While California has been very conducive to bio fuel producers thanks in part to Governor Arnold Schwarzenegger, can the same be done in the Philippines?
By: Vanessa Uy
Various transport unions and interest groups here in the Philippines are telling public transport drivers not to use coco diesel because they are no more than just a public relations campaign by unscrupulous politicians. The various interest groups also cite the reasons not to use coco diesel is that manufacturers contribute very little to the local economy and they are not alleviating our growing unemployment problem. These “crony coco diesel plants” might just as well be a good place to launder ill- gotten pork barrel funds of corrupt government officials.
Coco diesel manufacture is not new here in the Philippines. Back in the early 1990’s, feasibility studies are done on the large- scale manufacture of coco diesel. Although projects like these are well backed by altruistic aims, in truth they are undertaken in the behest of influential politicians as a public relations stunt to appease visiting dignitaries especially ones from the IMF or the International Monetary Fund.

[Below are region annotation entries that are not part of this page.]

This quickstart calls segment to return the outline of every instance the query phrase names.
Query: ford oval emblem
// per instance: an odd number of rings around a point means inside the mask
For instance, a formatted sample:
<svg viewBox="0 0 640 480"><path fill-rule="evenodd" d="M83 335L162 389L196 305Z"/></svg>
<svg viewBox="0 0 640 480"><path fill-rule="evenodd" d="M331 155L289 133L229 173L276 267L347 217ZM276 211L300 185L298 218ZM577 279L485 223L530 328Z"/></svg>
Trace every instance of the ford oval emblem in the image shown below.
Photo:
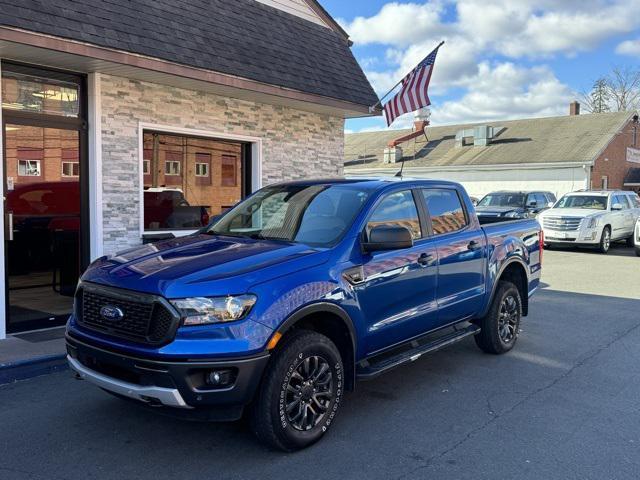
<svg viewBox="0 0 640 480"><path fill-rule="evenodd" d="M100 316L105 320L117 322L118 320L122 320L124 318L124 312L118 307L114 307L113 305L105 305L100 309Z"/></svg>

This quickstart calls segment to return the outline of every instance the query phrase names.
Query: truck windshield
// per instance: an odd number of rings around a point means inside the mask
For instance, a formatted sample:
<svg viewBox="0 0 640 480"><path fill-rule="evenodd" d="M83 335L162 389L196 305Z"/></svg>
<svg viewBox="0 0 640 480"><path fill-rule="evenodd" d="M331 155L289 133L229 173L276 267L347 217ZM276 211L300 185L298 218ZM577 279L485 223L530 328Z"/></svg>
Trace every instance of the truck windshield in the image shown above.
<svg viewBox="0 0 640 480"><path fill-rule="evenodd" d="M523 207L522 193L490 193L478 202L479 207Z"/></svg>
<svg viewBox="0 0 640 480"><path fill-rule="evenodd" d="M553 208L588 208L606 210L607 197L602 195L565 195Z"/></svg>
<svg viewBox="0 0 640 480"><path fill-rule="evenodd" d="M331 246L368 197L355 185L267 187L239 203L207 233Z"/></svg>

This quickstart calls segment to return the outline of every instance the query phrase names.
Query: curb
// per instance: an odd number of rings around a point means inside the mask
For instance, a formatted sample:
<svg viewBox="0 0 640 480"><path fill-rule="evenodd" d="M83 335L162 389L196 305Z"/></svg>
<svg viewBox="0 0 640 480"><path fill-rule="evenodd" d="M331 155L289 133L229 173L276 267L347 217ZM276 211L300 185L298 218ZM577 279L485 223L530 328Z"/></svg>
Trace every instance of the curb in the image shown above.
<svg viewBox="0 0 640 480"><path fill-rule="evenodd" d="M65 353L0 364L0 385L39 377L48 373L60 372L67 368L69 368L69 365L67 364L67 355Z"/></svg>

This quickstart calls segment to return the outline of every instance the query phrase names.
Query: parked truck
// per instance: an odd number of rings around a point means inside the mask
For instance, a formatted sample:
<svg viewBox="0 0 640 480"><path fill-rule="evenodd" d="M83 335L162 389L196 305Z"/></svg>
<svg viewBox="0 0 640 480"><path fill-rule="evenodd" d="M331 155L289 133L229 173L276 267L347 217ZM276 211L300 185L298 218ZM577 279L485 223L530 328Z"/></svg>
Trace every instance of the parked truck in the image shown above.
<svg viewBox="0 0 640 480"><path fill-rule="evenodd" d="M140 405L246 413L261 440L292 451L325 434L357 380L471 336L511 350L542 246L533 219L482 227L456 183L268 186L194 235L95 261L68 360Z"/></svg>

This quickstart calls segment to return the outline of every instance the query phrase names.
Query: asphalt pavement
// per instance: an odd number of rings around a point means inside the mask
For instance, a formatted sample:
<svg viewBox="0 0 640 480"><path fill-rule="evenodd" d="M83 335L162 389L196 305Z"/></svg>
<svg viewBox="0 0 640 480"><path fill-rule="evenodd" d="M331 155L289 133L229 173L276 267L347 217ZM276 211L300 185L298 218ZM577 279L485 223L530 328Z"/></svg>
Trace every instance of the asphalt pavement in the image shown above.
<svg viewBox="0 0 640 480"><path fill-rule="evenodd" d="M347 395L283 454L246 426L141 410L55 373L0 387L0 479L636 479L640 258L545 252L516 348L473 339Z"/></svg>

I hope that during election season, environmental concerns should not be taken lightly when we decide for the betterment of our country. Or are the majority of our politicians already under the control of multinational petroleum companies. Do these politicians would rather maintain the status quo, than to legislate laws that would genuinely help bio fuel manufacturers and to grant these manufacturers a much needed tax brake to make bio fuels fiscally competitive with petroleum derived fuels. That’s why I’m currently reluctant to nominate any bio fuel manufacturer here in the Philippines to that Shell sponsored World Challenge program unless these companies exercise transparency in their dealings.